# Alpha V FENG Video Review [HD]



## Akuma (Nov 16, 2010)

The Alpha V set a new standard for speedcubes when it as released.
Does the sucessor - Feng deliver on the same promise as its predecessor?
Watch the review to find out!


----------



## Godmil (Nov 16, 2010)

Good review, I like you're enthusiastic style. I'm quite tempted to get one now. Only thing I'd suggest is mentioning the..... <_< eh, interesting outtake at the end  
... mentioning the corner cutting. But I pressume it will be the same as the AV.


----------



## Akuma (Nov 16, 2010)

That is correct. The Corner cutting is identical to the Alpha V.


----------



## The Puzzler (Nov 16, 2010)

Its is no called the AlphaV-F remember they changed it. And the alpha 6 is a Haiyan's Haiyans cube.


----------



## teller (Nov 16, 2010)

Entertaining review.

"Boney?!" LOL...


----------



## daniel0731ex (Nov 17, 2010)

Good review, 

but just so that you know, the Alpha V-f is NOT a successor of the AV, nor are other sealed cube the successor of the mainstream models.

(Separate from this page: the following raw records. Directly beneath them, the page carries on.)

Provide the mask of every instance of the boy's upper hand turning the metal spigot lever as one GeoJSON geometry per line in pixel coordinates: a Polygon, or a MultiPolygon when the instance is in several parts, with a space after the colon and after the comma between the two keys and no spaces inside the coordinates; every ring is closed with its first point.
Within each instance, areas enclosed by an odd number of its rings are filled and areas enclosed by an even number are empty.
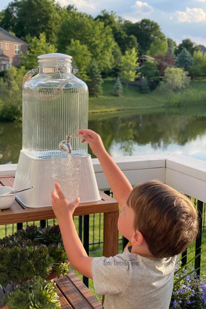
{"type": "Polygon", "coordinates": [[[84,143],[85,141],[88,142],[93,154],[96,155],[97,157],[103,151],[106,151],[99,134],[89,129],[78,130],[78,133],[82,133],[83,135],[82,143],[84,143]]]}

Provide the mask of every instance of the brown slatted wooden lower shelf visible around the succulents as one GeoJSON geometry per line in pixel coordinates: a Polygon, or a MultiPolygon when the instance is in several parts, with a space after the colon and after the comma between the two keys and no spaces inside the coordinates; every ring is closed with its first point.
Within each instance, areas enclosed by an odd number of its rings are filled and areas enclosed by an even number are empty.
{"type": "MultiPolygon", "coordinates": [[[[69,269],[69,273],[65,277],[55,279],[57,294],[61,302],[62,309],[101,309],[102,304],[87,289],[84,283],[77,275],[69,269]]],[[[8,309],[7,306],[1,305],[3,294],[13,291],[13,287],[8,285],[3,290],[0,288],[0,308],[8,309]]]]}

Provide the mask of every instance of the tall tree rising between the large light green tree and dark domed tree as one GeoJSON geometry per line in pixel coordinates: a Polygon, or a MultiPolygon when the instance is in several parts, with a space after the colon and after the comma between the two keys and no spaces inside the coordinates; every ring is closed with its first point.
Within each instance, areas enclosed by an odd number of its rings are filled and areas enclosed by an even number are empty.
{"type": "Polygon", "coordinates": [[[138,51],[137,38],[134,35],[127,35],[123,30],[122,19],[117,16],[115,12],[110,13],[106,10],[101,11],[95,20],[100,20],[104,23],[105,27],[110,27],[116,43],[119,45],[121,52],[125,53],[126,50],[132,49],[133,47],[138,51]]]}

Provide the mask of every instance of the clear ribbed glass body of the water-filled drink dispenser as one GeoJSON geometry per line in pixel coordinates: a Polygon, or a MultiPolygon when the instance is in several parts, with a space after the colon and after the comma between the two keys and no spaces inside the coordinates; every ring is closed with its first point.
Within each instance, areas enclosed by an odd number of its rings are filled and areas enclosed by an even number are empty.
{"type": "MultiPolygon", "coordinates": [[[[23,151],[34,158],[67,156],[59,150],[66,135],[88,127],[88,89],[70,74],[41,73],[23,86],[23,151]]],[[[71,138],[72,153],[85,156],[87,143],[71,138]]]]}

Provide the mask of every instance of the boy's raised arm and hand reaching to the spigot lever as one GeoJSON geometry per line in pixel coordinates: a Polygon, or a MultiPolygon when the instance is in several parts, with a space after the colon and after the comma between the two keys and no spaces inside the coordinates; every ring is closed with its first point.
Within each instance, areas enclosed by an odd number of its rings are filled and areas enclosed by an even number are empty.
{"type": "Polygon", "coordinates": [[[120,206],[124,205],[132,191],[132,186],[127,177],[105,150],[99,134],[89,129],[79,130],[78,132],[83,135],[82,143],[85,141],[88,142],[94,155],[99,159],[99,163],[103,168],[103,172],[116,200],[120,206]]]}

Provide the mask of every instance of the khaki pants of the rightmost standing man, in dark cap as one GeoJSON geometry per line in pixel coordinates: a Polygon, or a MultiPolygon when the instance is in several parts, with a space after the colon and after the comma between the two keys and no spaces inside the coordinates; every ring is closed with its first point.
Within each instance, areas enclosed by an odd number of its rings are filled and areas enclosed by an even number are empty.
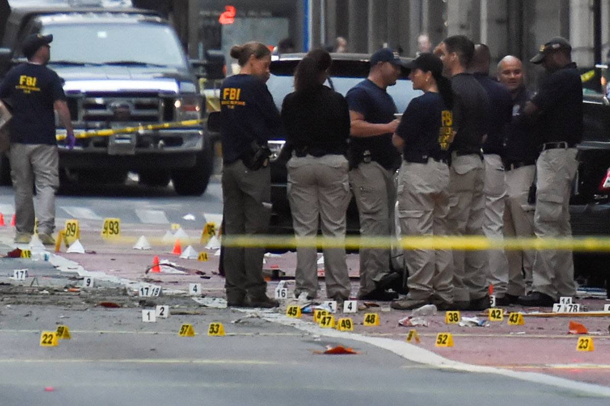
{"type": "MultiPolygon", "coordinates": [[[[536,162],[536,212],[534,232],[537,237],[570,237],[570,190],[578,169],[576,148],[547,149],[536,162]]],[[[536,252],[532,290],[559,299],[574,296],[572,251],[536,252]]]]}

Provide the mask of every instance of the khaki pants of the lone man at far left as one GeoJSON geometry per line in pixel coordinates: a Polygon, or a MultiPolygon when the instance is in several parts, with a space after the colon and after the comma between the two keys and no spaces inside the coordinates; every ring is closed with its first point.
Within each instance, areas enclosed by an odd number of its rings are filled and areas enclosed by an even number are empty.
{"type": "Polygon", "coordinates": [[[59,154],[56,145],[10,144],[10,176],[15,189],[15,226],[17,235],[51,235],[55,230],[55,192],[59,188],[59,154]],[[36,211],[34,194],[36,188],[36,211]],[[36,214],[37,215],[36,215],[36,214]]]}

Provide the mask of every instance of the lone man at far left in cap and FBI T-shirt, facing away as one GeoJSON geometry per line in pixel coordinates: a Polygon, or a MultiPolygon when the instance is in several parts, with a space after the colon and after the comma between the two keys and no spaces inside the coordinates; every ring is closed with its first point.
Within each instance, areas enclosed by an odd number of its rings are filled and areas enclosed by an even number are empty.
{"type": "Polygon", "coordinates": [[[11,69],[0,84],[0,98],[13,109],[10,122],[10,168],[15,188],[16,243],[29,243],[38,217],[38,236],[54,245],[55,191],[59,187],[59,155],[54,110],[66,129],[70,148],[76,142],[62,80],[45,65],[52,35],[32,34],[23,41],[27,63],[11,69]],[[32,186],[36,188],[34,213],[32,186]]]}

it's in the wiki article...



The Puzzler said:


> And the alpha 6 is a Haiyan's Haiyans cube.



No.

please read the wiki article....


----------



## avgdi (Nov 17, 2010)

Good review. I really want to try one of these cubes.



The Puzzler said:


> And the alpha 6 is a Haiyan's Haiyans cube.





daniel0731ex said:


> No.
> 
> please read the wiki article....



+1


----------



## Akuma (Dec 17, 2010)

The Puzzler said:


> Its is no called the AlphaV-F remember they changed it. And the alpha 6 is a Haiyan's Haiyans cube.


 
There's no such thing as a bloody Alpha 6.
I stand by this statement.


----------



## RCTACameron (Dec 17, 2010)

Nice review, I like your camera.


----------



## whitelynx_nivla (Dec 17, 2010)

I though the Alpha Haiyan is the first sucsesor from the Alpha V, and this one is the sucsesor of the Alpha Haiyan....CMIIW


----------



## buelercuber (Dec 17, 2010)

it sounds like a sickness, alpha 5 feng.

"I'm dearly sorry, but your daughter has a bad case of alpha 5 feng."

like a flu.


----------



## daniel0731ex (Dec 17, 2010)

that's why it's called Alpha V-SV.

Sounds like a Lambo

"The weight reduction increased Alpha V-SV's power-to-weight ratio from the base model to a staggering 500hp/1000kg"

like a car.


----------



## ~Phoenix Death~ (Dec 19, 2010)

Love your enthusiasm
Badmephisto-like view. <3
Very good quality.
Subscribed.



daniel0731ex said:


> that's why it's called Alpha V-SV.
> 
> Sounds like a Lambo
> 
> ...


 
Or maybe Alpha Vf


----------



## daniel0731ex (Dec 20, 2010)

~Phoenix Death~ said:


> Love your enthusiasm
> Badmephisto-like view. <3
> Very good quality.
> Subscribed.
> ...



yes, perhaps. I'm ok with both -f and -SV

EDIT: 2000th post


----------



## Fluffy (Dec 20, 2010)

Looks pretty sweet.


----------